Crap, who was she kidding? Second thoughts stampeded through her like a herd of wildebeests sensing a ravenous lion. She pressed her forehead into her desk, then banged it against the cool wood. She was a genius, dammit! Surely that meant she could handle a family dinner. Even one she wasn’t welcome at.
Chapter Two
It had been fifteen years. Fifteen years since Trisha had been shut out of her brother’s political career, the family’s most precious dream. Finding excuses to avoid Yash’s rallies, and speeches, and celebrations for so long hadn’t been easy but she’d managed it, and the family had long since heaved a sigh of relief and stopped involving her. For fifteen years she had existed on the fringes of her family—where all was seemingly normal, because they were the Rajes, after all, but where the fact that she had almost destroyed her brother’s life hung in the air at all times, like a truth bubble ready to pop.
But Yash was finally running for governor—surely that meant things had turned out fine in the end. Maybe it was time to let the past go.
She maneuvered her Tesla up the curving, deeply forested drive that led to her parents’ Woodside home. The mechanical gates recognized her car and slid open under the wrought-iron arch that spelled out the name of the house she had grown up in: The Anchorage.
A rare nod to the old country. Houses in India all had names. Not just the mansions and the estates but every little bungalow and building had a name. Looking for the often grandly ill-fitting names displayed on the houses had been one of Trisha’s favorite pastimes as a child. Crumbling four-floor apartment blocks called “Royal Towers.” Tiny stone cottages called “Raj Mahal.” Metal placards and stenciled signs that proclaimed self-worth and told you that they were something more than just brick and concrete.
When Trisha’s parents had built this house, nestled into five acres of gorgeous redwood forests, her grandmother had called it “the Anchorage.” The name had been a tribute to her oldest son who had been a naval officer and the twenty-second maharaja before he died in the plane crash that had altered the family’s destiny. Only the family ever called their home by the name Aji had given it. To everyone else it was just a number on a private street. The way the rest of California did it.
Trisha pulled to a stop under the white-columned porte cochere. A caravan of parked cars signaled that the dinner was in full swing inside, underscoring the fact that she was late.
Because, yes, she was late. She hadn’t meant to be. Not on the day when she had recklessly decided to unfreeze herself out of banishment. Not when Nisha had probably taken the time out of her crazy day to prep their parents and Yash so this would be as easy as possible on Trisha.
Trisha hated not knowing how to handle things. Why couldn’t everything be like surgery? She had just excised an adenoma on a thirteen-year-old’s pituitary gland and known exactly what to do. Sure, the surgery had taken two hours longer than expected, and made her late, but a thirteen-year-old girl was going to get her life back.
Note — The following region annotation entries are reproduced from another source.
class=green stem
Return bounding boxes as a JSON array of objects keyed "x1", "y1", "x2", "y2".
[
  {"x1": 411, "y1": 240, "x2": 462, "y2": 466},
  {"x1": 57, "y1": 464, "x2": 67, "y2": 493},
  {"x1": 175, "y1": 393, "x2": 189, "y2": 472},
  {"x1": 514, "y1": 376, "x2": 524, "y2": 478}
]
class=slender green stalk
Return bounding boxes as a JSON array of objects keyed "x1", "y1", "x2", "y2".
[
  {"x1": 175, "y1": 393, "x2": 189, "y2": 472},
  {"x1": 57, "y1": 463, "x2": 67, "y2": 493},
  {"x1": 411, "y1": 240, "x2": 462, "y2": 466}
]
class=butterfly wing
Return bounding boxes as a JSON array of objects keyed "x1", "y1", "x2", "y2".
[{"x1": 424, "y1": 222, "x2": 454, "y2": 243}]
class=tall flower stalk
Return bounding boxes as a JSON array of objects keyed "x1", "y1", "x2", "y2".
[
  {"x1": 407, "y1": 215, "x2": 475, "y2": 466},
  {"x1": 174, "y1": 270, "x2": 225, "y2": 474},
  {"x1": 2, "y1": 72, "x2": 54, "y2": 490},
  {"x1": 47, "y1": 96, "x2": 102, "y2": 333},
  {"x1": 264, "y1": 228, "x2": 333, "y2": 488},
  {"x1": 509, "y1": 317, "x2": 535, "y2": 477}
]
And sure, Trisha could have let another attending surgeon pick up the emergency surgery, but it had been the exact kind of procedure she loved. Complicated. The tumor had gone rogue and grown talons into brain tissue. Trisha had needed the sweet satisfaction of snuffing out every bit of that baby after her unexpected bout of bravado with her sister.
As if facing HRH and Yash weren’t scary enough, the idea of socializing with people she barely knew made Trisha want to gnaw her limbs off. Maybe she should turn around and go back to her condo.
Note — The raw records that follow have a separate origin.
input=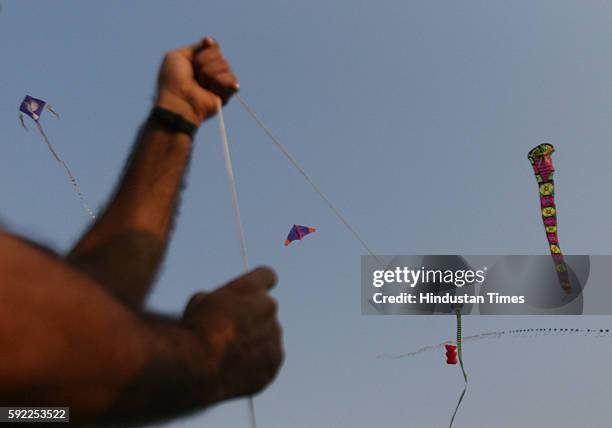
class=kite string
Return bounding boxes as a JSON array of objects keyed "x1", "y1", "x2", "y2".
[
  {"x1": 34, "y1": 120, "x2": 96, "y2": 220},
  {"x1": 236, "y1": 94, "x2": 381, "y2": 263},
  {"x1": 217, "y1": 100, "x2": 257, "y2": 428},
  {"x1": 448, "y1": 308, "x2": 468, "y2": 428}
]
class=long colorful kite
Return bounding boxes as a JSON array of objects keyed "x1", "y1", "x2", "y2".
[
  {"x1": 527, "y1": 143, "x2": 572, "y2": 294},
  {"x1": 19, "y1": 95, "x2": 96, "y2": 219}
]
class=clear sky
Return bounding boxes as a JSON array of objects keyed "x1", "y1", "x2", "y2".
[{"x1": 0, "y1": 0, "x2": 612, "y2": 428}]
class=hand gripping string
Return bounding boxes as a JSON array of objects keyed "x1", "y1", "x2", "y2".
[{"x1": 217, "y1": 100, "x2": 257, "y2": 428}]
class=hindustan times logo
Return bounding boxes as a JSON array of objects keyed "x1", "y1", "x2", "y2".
[{"x1": 372, "y1": 266, "x2": 487, "y2": 288}]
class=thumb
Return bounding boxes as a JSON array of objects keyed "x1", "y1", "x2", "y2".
[{"x1": 176, "y1": 36, "x2": 217, "y2": 61}]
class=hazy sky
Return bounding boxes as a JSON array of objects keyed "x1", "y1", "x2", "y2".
[{"x1": 0, "y1": 0, "x2": 612, "y2": 428}]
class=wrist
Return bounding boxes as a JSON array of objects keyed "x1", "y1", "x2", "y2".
[{"x1": 153, "y1": 90, "x2": 205, "y2": 126}]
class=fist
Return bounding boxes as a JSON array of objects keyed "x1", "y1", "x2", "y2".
[
  {"x1": 183, "y1": 268, "x2": 283, "y2": 399},
  {"x1": 156, "y1": 37, "x2": 239, "y2": 125}
]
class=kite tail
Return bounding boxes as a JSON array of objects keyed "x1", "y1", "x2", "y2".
[
  {"x1": 35, "y1": 121, "x2": 96, "y2": 219},
  {"x1": 217, "y1": 101, "x2": 257, "y2": 428},
  {"x1": 448, "y1": 308, "x2": 468, "y2": 428},
  {"x1": 19, "y1": 114, "x2": 29, "y2": 131}
]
She groaned the kind of groan one can only groan in the privacy of one’s car, loud and pathetic, and looked up at the bright white stucco facade, the marble columns, the black plantation shutters with Japanese roses and jasmine spilling from window boxes, and focused on the click of belonging that only ever happened here, in this place that mapped her life, this place where the memories of her at every age would always live.